Pérou : débat au Parlement sur une destitution du président par intérim José Jeri
Le Parlement péruvien se réunit mardi en session extraordinaire pour débattre d'une possible destitution du président par intérim José Jeri, septième chef d'Etat du pays en dix ans, visé par deux enquêtes pour "trafic d'influence" présumé.
Les parlementaires ont déposé vendredi les 78 signatures requises pour convoquer la session en pleine pause parlementaire d'été. L'initiative intervient à quelques semaines des élections présidentielle et législatives du 12 avril.
Le président par intérim est visé par plusieurs demandes de destitution portées par la minorité de gauche et un bloc de partis de droite au Parlement, qui cherchent à le démettre pour "inconduite fonctionnelle" et "manque d'aptitude" à exercer ses fonctions, dans le sillage de deux enquêtes préliminaires ouvertes depuis janvier par le parquet.
L'une concerne son intervention présumée dans le recrutement de neuf femmes au sein de son gouvernement, l'autre porte sur les délits présumés de "trafic d'influence" et de "parrainage illégal d'intérêts", après une rencontre secrète avec un homme d'affaires chinois ayant des relations commerciales avec l'Etat.
"Je n'ai commis aucun délit.
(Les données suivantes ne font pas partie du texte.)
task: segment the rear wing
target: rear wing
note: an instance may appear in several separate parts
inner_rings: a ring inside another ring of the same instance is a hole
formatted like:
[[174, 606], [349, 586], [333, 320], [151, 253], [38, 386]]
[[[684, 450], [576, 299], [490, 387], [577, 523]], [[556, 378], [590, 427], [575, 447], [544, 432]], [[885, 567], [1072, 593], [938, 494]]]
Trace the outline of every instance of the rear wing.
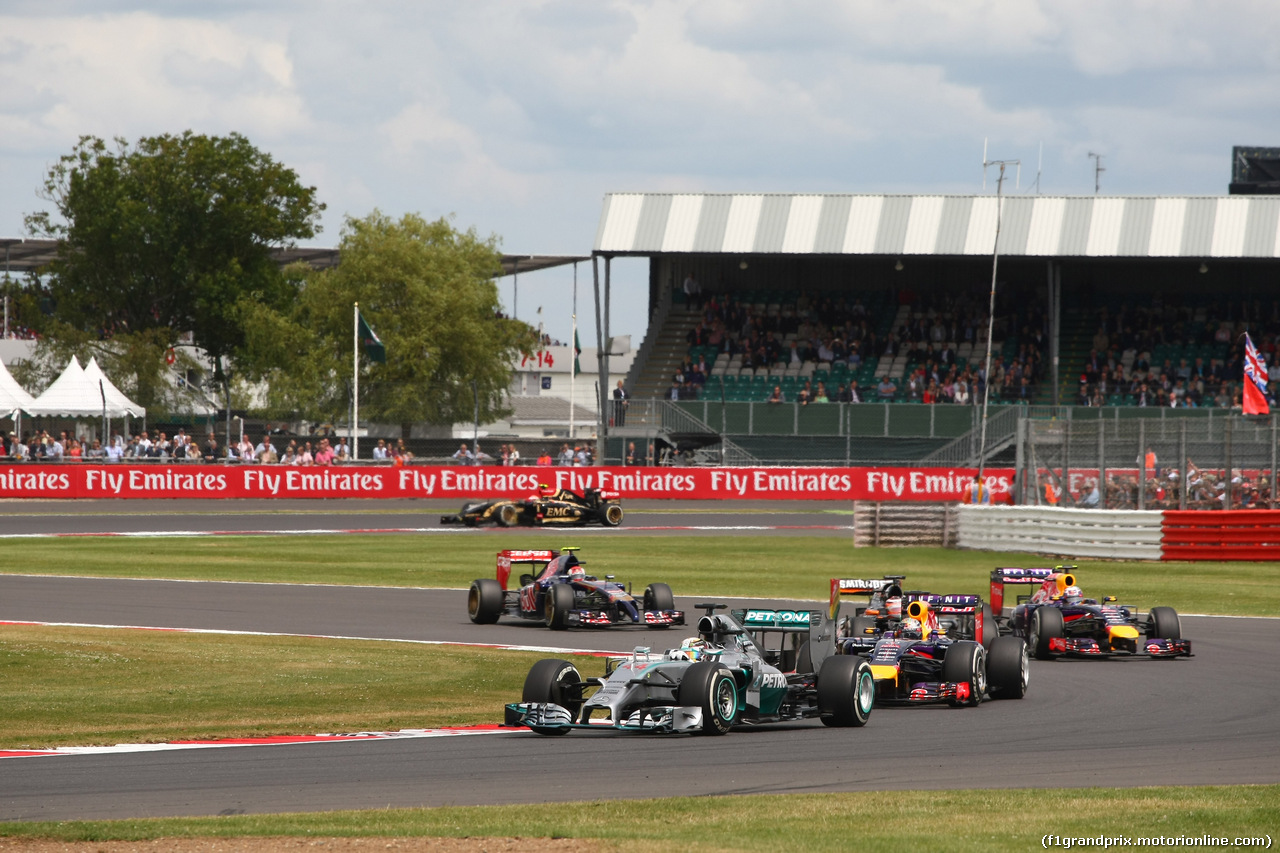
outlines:
[[934, 596], [909, 592], [902, 596], [902, 606], [923, 601], [936, 613], [973, 613], [982, 610], [982, 596]]
[[[890, 596], [901, 596], [902, 585], [901, 583], [906, 580], [906, 575], [884, 575], [883, 578], [865, 579], [865, 578], [832, 578], [831, 579], [831, 619], [836, 620], [840, 615], [840, 599], [845, 596], [867, 596], [868, 605], [870, 598], [876, 596], [883, 596], [888, 598]], [[861, 610], [856, 611], [859, 615]]]
[[991, 571], [991, 608], [1000, 616], [1005, 608], [1005, 587], [1038, 587], [1060, 571], [1074, 569], [1074, 566], [1059, 566], [1056, 569], [1018, 569], [1005, 566]]
[[749, 631], [808, 634], [822, 621], [820, 610], [735, 610], [733, 617]]
[[[498, 583], [507, 588], [511, 579], [511, 567], [517, 565], [539, 564], [545, 566], [559, 556], [558, 551], [499, 551], [498, 552]], [[534, 574], [534, 573], [530, 573]]]

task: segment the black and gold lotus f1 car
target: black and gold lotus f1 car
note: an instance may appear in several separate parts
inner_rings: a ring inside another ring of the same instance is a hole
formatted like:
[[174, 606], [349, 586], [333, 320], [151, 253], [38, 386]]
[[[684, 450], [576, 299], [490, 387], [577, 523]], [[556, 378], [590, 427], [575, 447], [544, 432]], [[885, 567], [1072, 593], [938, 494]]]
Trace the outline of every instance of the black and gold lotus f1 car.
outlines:
[[617, 492], [586, 489], [582, 494], [572, 489], [539, 487], [527, 498], [493, 498], [465, 503], [456, 515], [442, 515], [440, 524], [463, 524], [474, 528], [481, 524], [515, 526], [581, 526], [600, 524], [616, 528], [622, 524], [622, 505]]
J'ai toute la légitimité morale nécessaire pour exercer la présidence de la République", s'est défendu José Jeri lors d'un entretien télévisé dimanche soir.
Le Parlement devra réunir une majorité simple pour l'écarter. En cas de destitution, il devra élire un nouveau président du Parlement, qui assumerait automatiquement la présidence par intérim du pays.
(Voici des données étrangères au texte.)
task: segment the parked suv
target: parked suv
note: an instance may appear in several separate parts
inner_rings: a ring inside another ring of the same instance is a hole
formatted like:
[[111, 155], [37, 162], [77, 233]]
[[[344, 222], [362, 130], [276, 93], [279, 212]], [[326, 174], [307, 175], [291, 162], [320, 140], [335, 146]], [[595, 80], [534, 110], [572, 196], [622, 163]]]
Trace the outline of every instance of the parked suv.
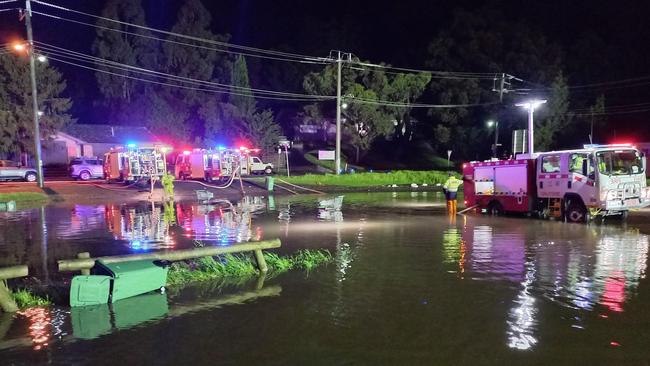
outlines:
[[89, 180], [104, 178], [104, 166], [99, 158], [74, 158], [70, 162], [70, 176], [75, 179]]
[[0, 180], [36, 181], [36, 170], [26, 168], [15, 161], [0, 160]]

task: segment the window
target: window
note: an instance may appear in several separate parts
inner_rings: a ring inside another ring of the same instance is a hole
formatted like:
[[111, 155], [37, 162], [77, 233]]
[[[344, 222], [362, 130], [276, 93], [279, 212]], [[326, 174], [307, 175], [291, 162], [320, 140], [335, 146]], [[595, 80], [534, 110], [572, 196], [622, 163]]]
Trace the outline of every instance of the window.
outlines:
[[559, 173], [560, 160], [557, 155], [544, 156], [542, 158], [542, 173]]
[[634, 150], [603, 151], [596, 154], [598, 170], [607, 175], [643, 173], [641, 154]]
[[[587, 167], [586, 172], [582, 171], [583, 164], [586, 164]], [[589, 154], [586, 153], [571, 154], [571, 156], [569, 157], [569, 171], [571, 173], [592, 176], [594, 173], [594, 166], [589, 159]]]

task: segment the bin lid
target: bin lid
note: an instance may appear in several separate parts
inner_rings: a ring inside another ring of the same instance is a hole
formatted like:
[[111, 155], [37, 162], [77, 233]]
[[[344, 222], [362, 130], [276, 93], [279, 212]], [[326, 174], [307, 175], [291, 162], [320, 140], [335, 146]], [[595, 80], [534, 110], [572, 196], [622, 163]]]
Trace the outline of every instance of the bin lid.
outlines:
[[138, 272], [159, 267], [154, 263], [153, 260], [150, 259], [119, 263], [105, 263], [102, 260], [98, 260], [95, 263], [95, 266], [98, 269], [98, 272], [101, 274], [106, 274], [113, 277], [118, 277], [123, 273]]
[[70, 284], [70, 306], [106, 304], [110, 288], [108, 276], [74, 276]]

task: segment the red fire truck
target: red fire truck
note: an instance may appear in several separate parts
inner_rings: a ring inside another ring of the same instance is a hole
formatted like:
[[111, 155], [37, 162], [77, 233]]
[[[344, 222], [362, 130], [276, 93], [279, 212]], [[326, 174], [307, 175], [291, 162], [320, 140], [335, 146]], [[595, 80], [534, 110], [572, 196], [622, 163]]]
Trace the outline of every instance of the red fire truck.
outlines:
[[627, 144], [469, 162], [463, 164], [465, 206], [570, 222], [625, 217], [631, 209], [650, 205], [645, 170], [644, 154]]
[[134, 182], [159, 178], [165, 174], [166, 146], [137, 146], [112, 148], [104, 154], [104, 177], [108, 181]]
[[242, 175], [271, 174], [273, 164], [263, 163], [252, 155], [258, 151], [244, 147], [185, 150], [176, 157], [174, 174], [178, 179], [204, 179], [208, 182], [230, 179], [238, 167]]

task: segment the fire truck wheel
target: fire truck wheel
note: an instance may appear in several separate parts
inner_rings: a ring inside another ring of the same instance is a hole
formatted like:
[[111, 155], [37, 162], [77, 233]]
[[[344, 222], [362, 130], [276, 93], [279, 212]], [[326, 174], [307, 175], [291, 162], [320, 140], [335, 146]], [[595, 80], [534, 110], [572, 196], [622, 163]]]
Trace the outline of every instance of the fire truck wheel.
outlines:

José Jeri, 39 ans, présidait le Parlement jusqu'en octobre dernier lorsqu'il a succédé à Dina Boluarte, destituée lors d'une procédure accélérée invoquant son incapacité à répondre à une vague de violences sans précédent liée au crime organisé.
- Crise institutionnelle -
"Un nouveau changement à la présidence, le quatrième au cours du cycle politique actuel, ne résoudra rien à la profonde crise institutionnelle que traverse le pays", estime auprès de l'AFP l'analyste politique Augusto Alvarez.
Selon lui, "il sera difficile de trouver au sein du Parlement actuel, marqué par des accusations de médiocrité et des soupçons persistants de corruption, un remplaçant disposant d'une réelle légitimité politique".
La rapidité de la procédure de destitution est par ailleurs associée par certains observateurs au contexte électoral, marqué par un nombre record de plus de 30 candidats. "Les partis qui accélèrent la procédure pensent que cela pourrait les aider à obtenir davantage de voix lors du scrutin du 12 avril", estime M. Alvarez.
Dans ce contexte, le candidat de Renovación Popular, Rafael Lopez Aliaga, en tête des sondages, s'est montré particulièrement critique, appelant à la démission du chef de l'Etat par intérim.
"Jeri est l'opérateur de dizaines de groupes chinois qui entrent massivement au palais présidentiel", a déclaré le candidat qui se dit proche de Donald Trump.
L'ambassadeur des Etats-Unis au Pérou, Bernie Navarro a, lui, appelé à la "stabilité" afin de "garantir des élections dignes", dans un entretien au quotidien Gestion, estimant que les changements fréquents de président "ne sont pas normaux" aux yeux du monde.
Après un début de mandat marqué par une popularité proche de 60% grâce à des initiatives contre le crime organisé, l'approbation de José Jeri est tombée à 37% en février.
Sa possible destitution s'inscrit dans une série de crises institutionnelles depuis dix ans, illustrant le rapport de force durable entre un Parlement puissant et un exécutif affaibli, dans un contexte d'absence de consensus politique.